That’s because the installation of these bollards in June 2021, along with the contracting of private security to patrol the grounds, has ignited a controversy among SAM staff. The workers are speaking out, frustrated that the museum implemented the structures in an effort to deter unhoused people from the museum’s campus.

In response, a collective of anonymous workers called Decolonize SAM is calling for a boycott and demanding the museum dismantle the bollards, stop removing unhoused people from museum property, provide de-escalation training for frontline staff, and other intervention strategies that center around harm-reduction and mutual aid.

But at the moment, some of the security guards at SAM are worried about Sheronda — an unhoused woman who has been sleeping in this little vestibule outside of SAM for years. They haven’t seen her in a few weeks.

“At the beginning of the year, she had a tent,” explains one guard and member of Decolonize SAM, who requested their identity be shrouded in fear of retaliation. “Then she would be by the bollards, and she would just be under a blanket.”

But the guards feel fraught, a complex tension overlapping their concern. Because Sheronda doesn’t know how much they care about her.

“We honestly, on purpose, don’t talk to her. Because we know what our department has done to her,” they professed.

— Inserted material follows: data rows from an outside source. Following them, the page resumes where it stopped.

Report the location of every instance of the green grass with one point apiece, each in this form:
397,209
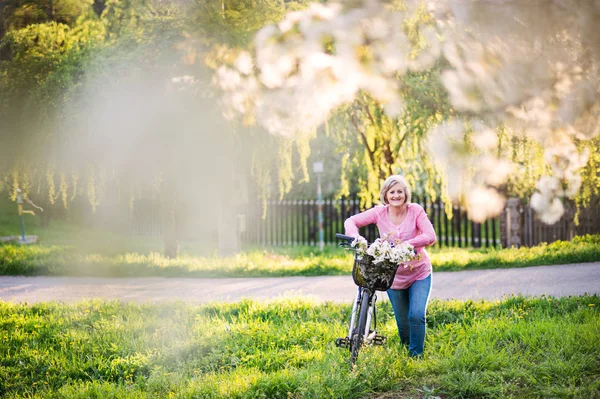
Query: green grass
291,261
520,348
68,249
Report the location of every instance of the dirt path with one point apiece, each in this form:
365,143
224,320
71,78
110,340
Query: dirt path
564,280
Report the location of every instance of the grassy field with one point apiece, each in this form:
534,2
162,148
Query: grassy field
68,249
115,260
520,348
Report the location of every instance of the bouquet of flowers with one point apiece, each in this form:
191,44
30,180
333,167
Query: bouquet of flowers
384,251
377,263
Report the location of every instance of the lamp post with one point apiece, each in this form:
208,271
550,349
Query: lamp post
318,170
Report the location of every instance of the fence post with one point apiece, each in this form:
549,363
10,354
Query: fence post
513,223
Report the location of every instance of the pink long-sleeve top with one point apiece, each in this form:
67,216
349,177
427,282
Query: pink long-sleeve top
415,229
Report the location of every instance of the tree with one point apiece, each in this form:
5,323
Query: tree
511,83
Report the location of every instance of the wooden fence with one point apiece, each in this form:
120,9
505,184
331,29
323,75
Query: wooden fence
296,223
520,226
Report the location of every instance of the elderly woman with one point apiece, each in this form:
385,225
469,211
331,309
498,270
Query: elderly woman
398,218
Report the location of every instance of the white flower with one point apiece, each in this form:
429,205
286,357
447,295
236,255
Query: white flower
484,203
243,63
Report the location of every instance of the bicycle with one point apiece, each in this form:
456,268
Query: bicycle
369,278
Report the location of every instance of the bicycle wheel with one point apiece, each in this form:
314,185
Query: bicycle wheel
359,331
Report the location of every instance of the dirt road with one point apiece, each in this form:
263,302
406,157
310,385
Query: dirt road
564,280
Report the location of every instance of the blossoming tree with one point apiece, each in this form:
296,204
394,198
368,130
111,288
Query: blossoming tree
516,73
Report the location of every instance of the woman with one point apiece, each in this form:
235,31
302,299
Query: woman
398,218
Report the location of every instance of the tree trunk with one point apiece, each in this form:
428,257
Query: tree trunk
169,220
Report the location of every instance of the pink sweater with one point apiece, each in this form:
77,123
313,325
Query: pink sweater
416,229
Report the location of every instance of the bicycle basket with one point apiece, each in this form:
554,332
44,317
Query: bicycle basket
375,276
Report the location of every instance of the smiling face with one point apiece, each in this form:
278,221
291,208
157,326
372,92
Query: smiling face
396,195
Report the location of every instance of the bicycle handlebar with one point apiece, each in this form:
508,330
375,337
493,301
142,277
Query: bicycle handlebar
344,237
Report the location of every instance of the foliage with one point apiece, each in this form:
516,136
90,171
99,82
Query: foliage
517,347
93,253
533,83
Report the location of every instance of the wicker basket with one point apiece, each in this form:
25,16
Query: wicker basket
378,276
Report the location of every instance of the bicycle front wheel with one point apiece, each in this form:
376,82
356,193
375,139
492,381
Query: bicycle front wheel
359,332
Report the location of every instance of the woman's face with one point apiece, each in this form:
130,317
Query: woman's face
396,195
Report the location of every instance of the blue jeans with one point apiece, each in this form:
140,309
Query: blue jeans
409,306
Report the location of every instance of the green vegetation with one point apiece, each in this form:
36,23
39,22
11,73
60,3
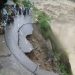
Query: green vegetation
61,56
2,2
44,25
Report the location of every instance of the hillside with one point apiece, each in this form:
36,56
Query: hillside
63,23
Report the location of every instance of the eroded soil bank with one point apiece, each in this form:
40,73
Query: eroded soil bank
42,53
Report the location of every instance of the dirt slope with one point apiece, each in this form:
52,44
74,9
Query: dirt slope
63,23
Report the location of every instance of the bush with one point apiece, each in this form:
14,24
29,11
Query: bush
43,24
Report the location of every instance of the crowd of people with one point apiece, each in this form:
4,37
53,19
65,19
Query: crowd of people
9,13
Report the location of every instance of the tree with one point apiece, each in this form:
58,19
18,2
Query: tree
2,2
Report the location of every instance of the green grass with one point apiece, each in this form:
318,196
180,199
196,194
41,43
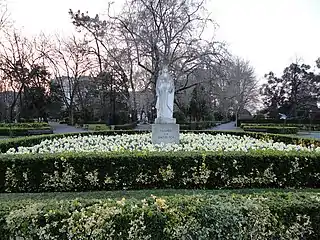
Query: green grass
134,194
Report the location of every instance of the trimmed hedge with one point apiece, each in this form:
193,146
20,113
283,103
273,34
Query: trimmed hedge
19,131
303,127
277,121
24,125
204,216
197,125
271,129
112,171
128,126
6,144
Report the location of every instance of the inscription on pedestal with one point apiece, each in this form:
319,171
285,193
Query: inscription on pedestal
165,133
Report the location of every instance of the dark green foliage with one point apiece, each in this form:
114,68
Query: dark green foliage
269,215
271,129
148,170
5,145
128,126
197,125
302,127
278,121
21,129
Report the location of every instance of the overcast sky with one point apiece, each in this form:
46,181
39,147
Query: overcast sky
268,33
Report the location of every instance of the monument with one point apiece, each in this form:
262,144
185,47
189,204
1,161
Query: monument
165,130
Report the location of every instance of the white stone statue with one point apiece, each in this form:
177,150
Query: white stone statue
165,96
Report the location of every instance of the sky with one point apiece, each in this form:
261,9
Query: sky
270,34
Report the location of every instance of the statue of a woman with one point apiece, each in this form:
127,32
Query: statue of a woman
165,95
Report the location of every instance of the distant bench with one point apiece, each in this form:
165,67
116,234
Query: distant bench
39,131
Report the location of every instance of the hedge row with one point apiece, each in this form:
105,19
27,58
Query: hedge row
278,121
197,125
106,171
230,216
128,126
5,145
271,129
24,125
19,131
305,127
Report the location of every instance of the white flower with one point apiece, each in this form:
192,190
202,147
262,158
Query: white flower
142,142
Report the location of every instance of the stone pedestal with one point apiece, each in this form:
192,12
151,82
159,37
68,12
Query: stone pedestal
165,133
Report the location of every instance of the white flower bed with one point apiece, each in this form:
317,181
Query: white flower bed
142,142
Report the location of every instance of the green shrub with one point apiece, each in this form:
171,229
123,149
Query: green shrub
229,216
271,129
197,125
128,126
19,131
279,121
110,171
5,145
303,127
24,125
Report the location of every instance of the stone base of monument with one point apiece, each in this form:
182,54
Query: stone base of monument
164,120
165,132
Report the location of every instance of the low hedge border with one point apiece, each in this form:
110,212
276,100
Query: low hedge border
225,216
24,125
20,131
302,127
271,129
6,144
197,125
112,171
278,121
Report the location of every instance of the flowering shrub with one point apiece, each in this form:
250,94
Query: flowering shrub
254,216
147,170
142,142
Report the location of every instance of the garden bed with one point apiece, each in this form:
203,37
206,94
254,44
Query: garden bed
201,215
270,129
98,162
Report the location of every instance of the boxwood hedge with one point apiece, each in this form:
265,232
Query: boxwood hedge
33,140
271,129
111,171
202,216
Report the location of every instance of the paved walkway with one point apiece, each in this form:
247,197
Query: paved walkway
64,128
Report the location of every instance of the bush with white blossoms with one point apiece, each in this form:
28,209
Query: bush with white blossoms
142,142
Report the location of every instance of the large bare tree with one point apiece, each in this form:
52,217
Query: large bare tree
147,34
70,62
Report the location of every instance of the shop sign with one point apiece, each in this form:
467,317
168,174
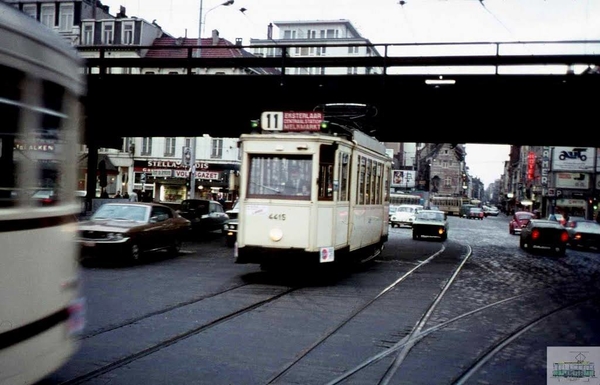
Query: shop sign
545,165
575,180
162,173
208,175
573,159
571,203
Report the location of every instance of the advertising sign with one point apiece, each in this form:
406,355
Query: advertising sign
403,178
573,159
574,180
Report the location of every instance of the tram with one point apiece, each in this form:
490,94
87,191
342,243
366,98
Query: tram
313,192
41,307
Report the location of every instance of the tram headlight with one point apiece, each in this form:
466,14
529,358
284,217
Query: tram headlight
276,235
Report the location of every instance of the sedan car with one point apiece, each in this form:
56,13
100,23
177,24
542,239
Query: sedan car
519,220
132,229
546,234
584,234
204,214
475,213
230,227
430,223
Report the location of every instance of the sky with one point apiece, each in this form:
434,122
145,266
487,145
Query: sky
389,21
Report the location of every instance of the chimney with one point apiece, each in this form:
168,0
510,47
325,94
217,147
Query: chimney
215,37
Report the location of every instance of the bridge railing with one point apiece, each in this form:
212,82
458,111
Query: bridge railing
547,57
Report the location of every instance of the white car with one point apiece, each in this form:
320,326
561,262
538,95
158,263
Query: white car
405,215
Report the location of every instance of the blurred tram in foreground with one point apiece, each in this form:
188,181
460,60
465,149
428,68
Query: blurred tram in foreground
41,311
314,188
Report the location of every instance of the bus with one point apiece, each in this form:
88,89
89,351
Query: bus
449,204
315,195
41,305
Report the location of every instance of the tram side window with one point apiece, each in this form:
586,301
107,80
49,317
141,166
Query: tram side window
361,171
10,96
326,162
343,176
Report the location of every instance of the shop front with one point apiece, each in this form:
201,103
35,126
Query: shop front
169,180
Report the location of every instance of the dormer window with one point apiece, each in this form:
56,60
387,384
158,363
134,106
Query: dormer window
66,13
88,34
30,10
47,15
108,32
127,33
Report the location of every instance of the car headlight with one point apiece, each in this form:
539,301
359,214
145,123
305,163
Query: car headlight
114,236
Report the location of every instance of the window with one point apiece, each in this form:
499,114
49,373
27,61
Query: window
108,31
170,147
343,176
127,33
280,177
30,10
146,146
66,12
216,151
47,15
88,33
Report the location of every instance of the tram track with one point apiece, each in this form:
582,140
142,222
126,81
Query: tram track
116,364
349,318
167,309
402,347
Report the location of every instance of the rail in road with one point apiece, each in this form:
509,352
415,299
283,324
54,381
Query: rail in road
459,305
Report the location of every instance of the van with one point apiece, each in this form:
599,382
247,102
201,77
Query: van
464,210
405,215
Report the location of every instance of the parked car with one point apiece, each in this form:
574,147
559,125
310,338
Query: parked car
519,220
405,215
463,212
430,223
544,233
132,229
204,214
584,234
475,213
230,226
490,211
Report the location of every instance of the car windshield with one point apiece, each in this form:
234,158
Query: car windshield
430,216
121,212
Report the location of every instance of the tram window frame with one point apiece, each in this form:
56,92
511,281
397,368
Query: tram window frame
326,171
271,176
343,176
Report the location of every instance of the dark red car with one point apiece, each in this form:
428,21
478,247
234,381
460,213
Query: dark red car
519,220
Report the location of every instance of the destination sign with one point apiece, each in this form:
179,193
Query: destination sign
291,121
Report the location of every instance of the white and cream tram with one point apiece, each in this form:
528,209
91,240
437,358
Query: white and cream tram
41,308
314,188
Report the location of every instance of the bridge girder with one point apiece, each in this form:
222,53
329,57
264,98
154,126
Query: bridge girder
495,109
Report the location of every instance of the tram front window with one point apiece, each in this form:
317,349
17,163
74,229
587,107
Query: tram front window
280,177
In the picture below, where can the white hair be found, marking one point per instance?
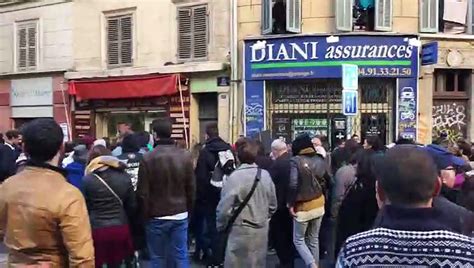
(279, 145)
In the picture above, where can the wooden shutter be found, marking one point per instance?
(344, 15)
(184, 33)
(32, 46)
(293, 16)
(429, 14)
(119, 40)
(27, 46)
(22, 48)
(200, 32)
(126, 40)
(113, 41)
(267, 18)
(383, 15)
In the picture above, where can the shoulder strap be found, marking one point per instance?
(245, 201)
(108, 187)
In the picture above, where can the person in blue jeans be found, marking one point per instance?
(165, 191)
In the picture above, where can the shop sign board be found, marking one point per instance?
(303, 57)
(349, 102)
(429, 53)
(350, 76)
(31, 92)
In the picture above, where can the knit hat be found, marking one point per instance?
(443, 158)
(302, 142)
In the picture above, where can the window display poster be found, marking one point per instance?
(254, 108)
(311, 126)
(407, 108)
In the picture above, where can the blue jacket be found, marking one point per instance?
(75, 173)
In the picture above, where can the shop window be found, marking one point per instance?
(27, 45)
(364, 15)
(452, 82)
(446, 16)
(193, 33)
(281, 16)
(119, 40)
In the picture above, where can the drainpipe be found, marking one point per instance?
(234, 86)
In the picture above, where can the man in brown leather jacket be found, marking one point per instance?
(166, 191)
(43, 218)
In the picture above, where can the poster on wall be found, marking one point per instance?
(407, 108)
(311, 126)
(450, 119)
(254, 108)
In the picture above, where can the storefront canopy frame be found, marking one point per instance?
(124, 87)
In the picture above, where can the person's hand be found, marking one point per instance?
(292, 211)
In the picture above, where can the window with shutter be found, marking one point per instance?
(344, 15)
(383, 15)
(429, 14)
(293, 15)
(193, 33)
(120, 40)
(27, 45)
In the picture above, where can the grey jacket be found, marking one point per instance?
(261, 206)
(344, 178)
(252, 223)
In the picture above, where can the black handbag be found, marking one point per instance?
(222, 236)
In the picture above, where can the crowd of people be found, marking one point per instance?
(87, 204)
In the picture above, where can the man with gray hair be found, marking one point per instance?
(281, 224)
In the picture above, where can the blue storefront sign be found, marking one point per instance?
(349, 102)
(313, 57)
(429, 53)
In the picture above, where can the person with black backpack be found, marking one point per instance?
(306, 199)
(215, 163)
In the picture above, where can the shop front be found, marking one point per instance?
(35, 96)
(100, 105)
(294, 85)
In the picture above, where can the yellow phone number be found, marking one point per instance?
(373, 71)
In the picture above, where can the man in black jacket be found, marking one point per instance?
(208, 196)
(166, 190)
(9, 152)
(281, 224)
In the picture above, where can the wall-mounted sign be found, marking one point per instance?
(223, 81)
(407, 108)
(313, 57)
(429, 53)
(31, 92)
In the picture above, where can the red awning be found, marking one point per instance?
(124, 87)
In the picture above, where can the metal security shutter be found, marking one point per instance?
(344, 15)
(293, 15)
(200, 32)
(193, 33)
(119, 41)
(267, 20)
(429, 14)
(27, 46)
(383, 15)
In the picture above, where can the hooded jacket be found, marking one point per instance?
(104, 208)
(206, 193)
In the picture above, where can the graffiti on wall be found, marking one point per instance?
(450, 119)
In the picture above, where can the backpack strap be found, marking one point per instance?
(245, 201)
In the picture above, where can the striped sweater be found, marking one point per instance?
(401, 243)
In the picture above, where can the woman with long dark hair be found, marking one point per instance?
(359, 206)
(111, 202)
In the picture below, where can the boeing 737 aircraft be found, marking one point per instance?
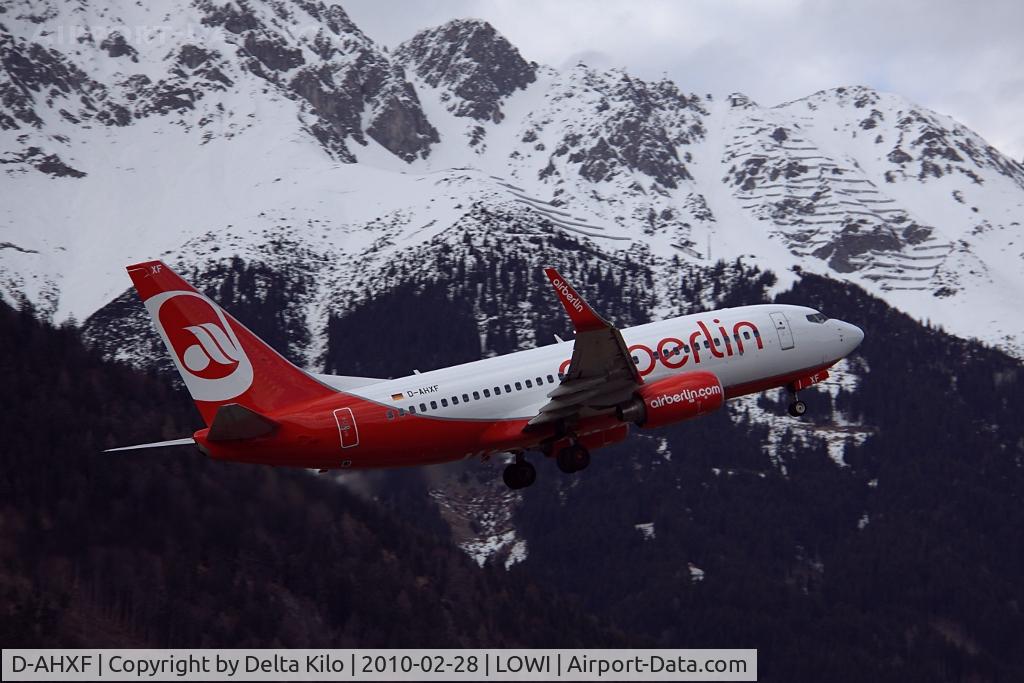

Protesters demanded higher taxes for the city’s most wealthy, and housing for the unhoused, at a political protest in 2020 (via Wil_i_am Murray/Flickr)

Seattle, which was already grappling with the country’s third-largest unhoused population before the pandemic, has seen a 50% increase in tents since it began.

It was a central issue during the recent elections for mayor, city attorney, and city council, and a contributing factor that pushed the historically left-leaning city towards more moderate candidates, and even one Republican, who promised tougher laws and more encampment sweeps.

To a lot of Seattleites, the housing crisis seems more visible than ever, especially downtown, where SAM is located.

In June, SAM Director Amada Cruz sent staff an email regarding the two new policies, shared with Hyperallergic by Decolonize SAM.

Citing recent “potentially dangerous, stressful and frustrating” incidents outside the museum, Cruz wrote, frontline staff are “stressed and exhausted by dealing with angry unpredictable people, sometimes under physical threat.”

In particular, she wrote, “several SAM staff have been physically threatened in the last few weeks, one with a broken bottle. Another was punched.”

During the pandemic, frontline staff say they have had to deal with incidents involving unhoused people that they described as “exhausting” and “uncomfortable.”

“Admissions and security especially have to deal with weird stuff happening,” the Decolonize SAM representative acknowledged. “But in my experience, I literally have been more threatened by regular-ass patrons not wearing their masks, or yelling at us. Those are regularly more threatening interactions for most of us.”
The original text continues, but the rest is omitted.